City Life – Family Closet, Sadar Bazar
A souvenir of memories.
[Text and photos by Mayank Austen Soofi]
Loved ones go, the objects of their daily life stay. And some trace of the departed, tidbit of a particular memory perhaps, is evoked by those objects. Like in this small rusty almirah. Its surface is discoloured in patches. Parts of it are scrawled with chalk. There are scratches, too. In ordinary circumstances, it would simply be thrown out of the house.
But not in Suresh Bohat’s home, here in Gurgaon’s Sadar Bazar. “My wife looked after it everyday with love and respect,” he says, referring to Santa Devi who died on 22 February, aged 52. “This almirah is her nishani” he says (The Delhi Walla snapped these photos showing them two with the almirah in an earlier time). Suresh Bohat is a welder, but he was also a “safari karamchari” in a primary school and retired last month just ten days ago. Talking reverently, he adds that the almirah for him today has grown to a symbol of many people “who are close to me and who have left this world.”

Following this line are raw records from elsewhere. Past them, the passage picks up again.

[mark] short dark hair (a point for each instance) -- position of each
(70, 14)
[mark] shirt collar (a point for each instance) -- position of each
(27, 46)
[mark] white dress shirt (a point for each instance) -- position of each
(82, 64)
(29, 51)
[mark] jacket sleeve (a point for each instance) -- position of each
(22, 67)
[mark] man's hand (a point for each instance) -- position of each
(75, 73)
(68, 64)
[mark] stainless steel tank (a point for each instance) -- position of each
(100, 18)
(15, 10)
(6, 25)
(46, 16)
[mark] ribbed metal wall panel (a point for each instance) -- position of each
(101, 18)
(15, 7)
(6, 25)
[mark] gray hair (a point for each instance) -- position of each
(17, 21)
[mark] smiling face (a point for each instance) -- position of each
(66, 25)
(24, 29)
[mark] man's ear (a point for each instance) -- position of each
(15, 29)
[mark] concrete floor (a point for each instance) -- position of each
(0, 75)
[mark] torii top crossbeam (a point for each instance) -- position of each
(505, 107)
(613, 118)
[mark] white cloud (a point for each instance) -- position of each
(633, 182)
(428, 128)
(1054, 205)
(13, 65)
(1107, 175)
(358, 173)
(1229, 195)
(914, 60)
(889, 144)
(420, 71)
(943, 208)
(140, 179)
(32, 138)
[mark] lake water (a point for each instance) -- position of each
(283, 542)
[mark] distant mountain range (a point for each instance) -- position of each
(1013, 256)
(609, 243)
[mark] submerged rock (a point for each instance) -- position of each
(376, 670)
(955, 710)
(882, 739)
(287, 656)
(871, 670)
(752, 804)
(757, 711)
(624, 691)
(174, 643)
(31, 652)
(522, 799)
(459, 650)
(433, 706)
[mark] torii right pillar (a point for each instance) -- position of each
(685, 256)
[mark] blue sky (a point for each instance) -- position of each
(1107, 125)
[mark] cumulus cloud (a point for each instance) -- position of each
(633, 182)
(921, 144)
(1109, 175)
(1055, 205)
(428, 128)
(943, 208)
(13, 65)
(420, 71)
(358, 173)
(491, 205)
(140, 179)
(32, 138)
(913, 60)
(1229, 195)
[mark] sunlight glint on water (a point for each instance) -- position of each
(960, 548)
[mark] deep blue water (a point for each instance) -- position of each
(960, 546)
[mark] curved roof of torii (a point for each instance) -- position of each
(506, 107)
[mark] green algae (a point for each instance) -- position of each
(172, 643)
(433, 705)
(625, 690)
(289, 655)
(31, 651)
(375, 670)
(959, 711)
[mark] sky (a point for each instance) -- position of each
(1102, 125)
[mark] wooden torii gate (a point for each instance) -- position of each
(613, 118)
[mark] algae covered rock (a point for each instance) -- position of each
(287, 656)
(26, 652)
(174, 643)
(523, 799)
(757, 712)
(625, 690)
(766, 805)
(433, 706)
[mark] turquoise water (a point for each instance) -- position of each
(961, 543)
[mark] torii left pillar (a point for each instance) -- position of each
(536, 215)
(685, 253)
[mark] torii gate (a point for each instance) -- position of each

The metal closet is kept outside the main doorway of the house and is stacked with Mr Bohat’s welding equipments. “This almirah was bought many many years ago by my father.” Shri Mangey Ramji was a “safai karamchari” in a government department. “I don’t remember when he bought it. I was too small.” The father died more than 20 years ago.
For many years, the almirah was used as a wardrobe by his mother, Moorti Devi. “In those times we didn’t have much clothes… each member in the family owned just a single set or two… Maa used to keep all the household clothes in this little almirah.”
The mother is no more.
It was about a decade ago that the family bought a new almirah “with a modern design” and it was decided to do away with the old one. “Of course there was no question of getting rid of it,” his late wife Santa Devi had declared to the family. She had reasoned that the almirah was a nishani of the hardworking life led by her husband’s parents “and as long as we are alive this almirah shall remain a part of our world.”
Today, using it as a storage for his tools, Mr Bohat says, “Loved ones go but they leave behind their reminders.”